Fluid & Electrolyte Q 26

When assessing a patient for signs of fluid overload, the nurse would expect to observe:
    A. Bounding pulse
    B. Flat neck veins
    C. Poor skin turgor
    D. Vesicular

Correct Answer: A. Bounding pulse

Bounding pulse is a sign of fluid overload as more volume in the vessels causes a stronger sensation against the blood vessel walls. Assess for bounding peripheral pulses and S3. These assessment findings are signs of fluid overload.

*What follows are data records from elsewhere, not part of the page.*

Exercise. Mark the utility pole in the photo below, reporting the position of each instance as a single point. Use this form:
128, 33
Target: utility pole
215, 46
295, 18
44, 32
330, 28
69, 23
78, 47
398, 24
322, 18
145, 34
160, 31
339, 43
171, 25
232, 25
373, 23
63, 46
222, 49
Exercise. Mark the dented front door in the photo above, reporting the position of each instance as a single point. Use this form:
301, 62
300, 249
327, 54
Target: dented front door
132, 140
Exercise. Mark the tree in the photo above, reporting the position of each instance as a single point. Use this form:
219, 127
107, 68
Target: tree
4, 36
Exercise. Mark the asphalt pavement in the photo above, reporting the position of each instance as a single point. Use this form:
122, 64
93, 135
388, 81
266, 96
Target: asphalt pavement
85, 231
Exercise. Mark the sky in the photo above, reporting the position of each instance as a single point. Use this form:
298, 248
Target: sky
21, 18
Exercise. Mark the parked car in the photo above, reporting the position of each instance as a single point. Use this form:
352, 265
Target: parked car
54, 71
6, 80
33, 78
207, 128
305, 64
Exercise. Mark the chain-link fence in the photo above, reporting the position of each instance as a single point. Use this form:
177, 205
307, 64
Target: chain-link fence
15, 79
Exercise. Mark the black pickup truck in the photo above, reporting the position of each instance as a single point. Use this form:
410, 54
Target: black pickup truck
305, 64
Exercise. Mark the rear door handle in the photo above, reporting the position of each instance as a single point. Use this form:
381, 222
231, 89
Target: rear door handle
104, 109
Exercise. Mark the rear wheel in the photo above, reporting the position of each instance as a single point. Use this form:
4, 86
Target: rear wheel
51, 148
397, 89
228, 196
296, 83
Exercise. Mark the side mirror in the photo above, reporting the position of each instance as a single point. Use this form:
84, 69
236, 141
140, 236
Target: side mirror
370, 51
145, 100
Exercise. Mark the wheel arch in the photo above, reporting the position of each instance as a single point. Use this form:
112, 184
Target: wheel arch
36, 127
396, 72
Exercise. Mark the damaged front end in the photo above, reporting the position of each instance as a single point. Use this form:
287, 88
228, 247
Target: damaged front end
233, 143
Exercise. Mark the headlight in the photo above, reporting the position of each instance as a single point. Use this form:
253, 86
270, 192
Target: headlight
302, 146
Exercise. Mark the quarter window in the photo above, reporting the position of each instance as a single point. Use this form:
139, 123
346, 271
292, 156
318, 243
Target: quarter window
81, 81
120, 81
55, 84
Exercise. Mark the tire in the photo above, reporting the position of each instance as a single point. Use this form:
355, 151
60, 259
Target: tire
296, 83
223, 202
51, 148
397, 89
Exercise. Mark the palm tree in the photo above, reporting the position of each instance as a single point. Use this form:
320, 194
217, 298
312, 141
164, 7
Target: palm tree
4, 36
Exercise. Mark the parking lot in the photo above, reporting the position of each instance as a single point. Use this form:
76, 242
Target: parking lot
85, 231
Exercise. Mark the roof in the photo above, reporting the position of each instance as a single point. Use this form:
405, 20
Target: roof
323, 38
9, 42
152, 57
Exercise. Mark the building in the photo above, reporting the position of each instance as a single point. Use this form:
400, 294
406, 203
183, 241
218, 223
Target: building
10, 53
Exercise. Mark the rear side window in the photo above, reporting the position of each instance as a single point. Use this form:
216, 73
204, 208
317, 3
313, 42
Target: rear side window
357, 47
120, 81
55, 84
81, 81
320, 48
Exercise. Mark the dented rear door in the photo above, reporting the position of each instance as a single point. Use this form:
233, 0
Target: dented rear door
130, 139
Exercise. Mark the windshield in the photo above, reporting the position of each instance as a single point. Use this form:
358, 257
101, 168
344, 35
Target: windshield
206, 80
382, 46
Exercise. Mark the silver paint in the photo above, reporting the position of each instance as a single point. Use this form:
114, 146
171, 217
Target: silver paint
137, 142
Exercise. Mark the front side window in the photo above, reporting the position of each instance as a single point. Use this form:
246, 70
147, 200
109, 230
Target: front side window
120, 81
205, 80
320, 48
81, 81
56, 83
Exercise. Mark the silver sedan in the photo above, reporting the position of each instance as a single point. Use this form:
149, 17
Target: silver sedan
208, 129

Option B: Flat neck veins and vesicular breath sounds are normal findings. Check for distended neck veins and ascites. Monitor abdominal girth to follow any ascites accurately. Distended neck veins are caused by elevated CVP. Ascites occur when fluid accumulates in extravascular spaces.
Option C: Poor skin turgor is consistent with dehydration. Note for the presence of edema by palpating over the tibia, ankles, feet, and sacrum. Edema occurs when fluid accumulates in the extravascular spaces. Dependent areas more readily exhibit signs of edema formation.
Option D: Assess for crackles in the lungs, changes in respiratory pattern, shortness of breath, and orthopnea. These signs are caused by an accumulation of fluid in the lungs.